The day after watching Hotel by the River, I took a nap and woke up, its sense-impressions still burning, my craw twisted—and so, easily ascribed to its melancholia, its death-centered theme, tears were in my eyes. Many films look at the process of death, even the celebrated Cold War that is a little too perfectly calibrated than Paweł Pawlikowski's more mysterious Ida was, but Hotel by the River is unique in that is encapsulates what it's like to die alone in these dark days of technologized time constantly speeding up and overtaking us. Phones are rampant in his films, but our parents, whom we constantly seek out, either in flesh or memory, to approve or infuriate us, aren't always too interested in answering theirs. We lie to appease them, because we think it's better if they don't know something (one of the poet's sons still hasn't told his father he's divorced). The old poet offers just enough wisdom and unapologetic pathos (“You can't keep living with someone out of regret,” he explains about his leaving their mother) to debauch the possibility of his hotel time being a mere sentimental journey—he also relates a quasi-parable about the two minds of a person (one of heaven and one of the street) that is tied to his younger son's name and it is just about the best moment all three share. Early on he is unable to hug his younger, more emotionally fragile son after the young man tells him he has missed him and bores in for closeness (arm pat only), and soon has an idea that giving them presents (stuffed animals) will help dispatch them, as he regrets ever reaching out.
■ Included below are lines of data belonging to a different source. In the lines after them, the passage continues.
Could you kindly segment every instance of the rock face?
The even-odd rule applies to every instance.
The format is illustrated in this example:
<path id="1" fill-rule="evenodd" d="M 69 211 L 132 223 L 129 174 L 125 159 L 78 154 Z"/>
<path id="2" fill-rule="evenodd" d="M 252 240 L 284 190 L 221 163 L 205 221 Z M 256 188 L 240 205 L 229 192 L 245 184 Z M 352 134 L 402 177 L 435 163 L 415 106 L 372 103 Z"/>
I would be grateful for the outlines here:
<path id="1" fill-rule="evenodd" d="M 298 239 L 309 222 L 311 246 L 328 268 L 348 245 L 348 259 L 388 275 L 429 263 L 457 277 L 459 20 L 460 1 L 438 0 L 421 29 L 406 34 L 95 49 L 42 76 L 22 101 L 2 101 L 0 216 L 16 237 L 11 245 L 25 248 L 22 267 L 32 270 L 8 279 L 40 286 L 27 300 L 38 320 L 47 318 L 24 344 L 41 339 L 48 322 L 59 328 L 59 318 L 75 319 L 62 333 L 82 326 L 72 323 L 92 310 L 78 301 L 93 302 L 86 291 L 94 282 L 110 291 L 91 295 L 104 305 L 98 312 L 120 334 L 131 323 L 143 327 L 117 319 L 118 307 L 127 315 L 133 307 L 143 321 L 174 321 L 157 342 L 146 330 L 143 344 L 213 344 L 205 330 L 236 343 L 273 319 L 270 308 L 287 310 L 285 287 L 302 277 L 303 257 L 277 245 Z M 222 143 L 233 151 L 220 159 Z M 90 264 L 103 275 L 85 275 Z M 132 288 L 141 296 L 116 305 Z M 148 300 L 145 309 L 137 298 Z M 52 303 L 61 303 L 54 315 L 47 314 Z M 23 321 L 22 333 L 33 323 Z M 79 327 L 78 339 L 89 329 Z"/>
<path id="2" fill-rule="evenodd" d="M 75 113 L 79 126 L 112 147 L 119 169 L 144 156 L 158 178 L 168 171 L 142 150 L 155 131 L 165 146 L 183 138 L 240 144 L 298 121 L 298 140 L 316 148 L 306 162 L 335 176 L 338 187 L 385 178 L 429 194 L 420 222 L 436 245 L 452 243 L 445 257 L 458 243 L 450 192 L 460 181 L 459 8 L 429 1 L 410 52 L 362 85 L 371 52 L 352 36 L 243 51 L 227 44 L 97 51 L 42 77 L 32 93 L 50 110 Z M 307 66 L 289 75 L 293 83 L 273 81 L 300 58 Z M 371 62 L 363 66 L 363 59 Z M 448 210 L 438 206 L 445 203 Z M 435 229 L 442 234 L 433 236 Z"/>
The repeated call “Dad! Dad!” (happening twice in the film—once for comic effect), acts as the cynosure, the golden fleece handed down to the audience to make us understand that: Yes, this is what the death of our parents was like, and this is what it will be like—an amalgamation so much more terrifying than anything in contemporary horror, something out of the Bergman and Dreyer (Ordet is listed on Hong's top ten favorite films) playbooks—black and white film forever the best format when tackling the nth subject.

What so excites Hong's base—that is, cinephiles who know that the most exciting things happening in the art (not counting special effects, if that excites you) are taking place in almost every country but our own—is his impetus to simply gather a camera, his small crew, and actors who will work for little and make a film. Martin Scorsese once said of John Cassavetes, “He taught us that you can pick up a camera and shoot a movie...when you start shooting, it's like a drug and you keep going...” This though, is not as simple as it sounds. It's incredible that artistic filmmaking can really have little to do with the story or the form employed, but all to do with the biography of the person in charge—the “what the artist has to say” bromide. Hong obliterates his personality for something higher and lasting; in a T.S. Eliot style: “[Art] is not a turning loose of emotion, but an escape from emotion. It is not an expression of personality, but an escape from personality. ... What happens [to the poet] is a continual surrender of himself as he is at the moment to something more valuable. The progress of an artist is a continual self-sacrifice, a continual extinction of personality.” So the digitized frames (or the few still using ones with an emulsion side) carry the very personal thoughts, fears, and feelings translated to where to put the camera, what the actors should say, what the audience should see, and what it should be directed to, hopefully, imagine—all this comes from the right profile. As the years go by and Hongs's filmography swells further, his biography (the affair with his main actress notwithstanding) lessens. The work stands for the person—the goal for most artists.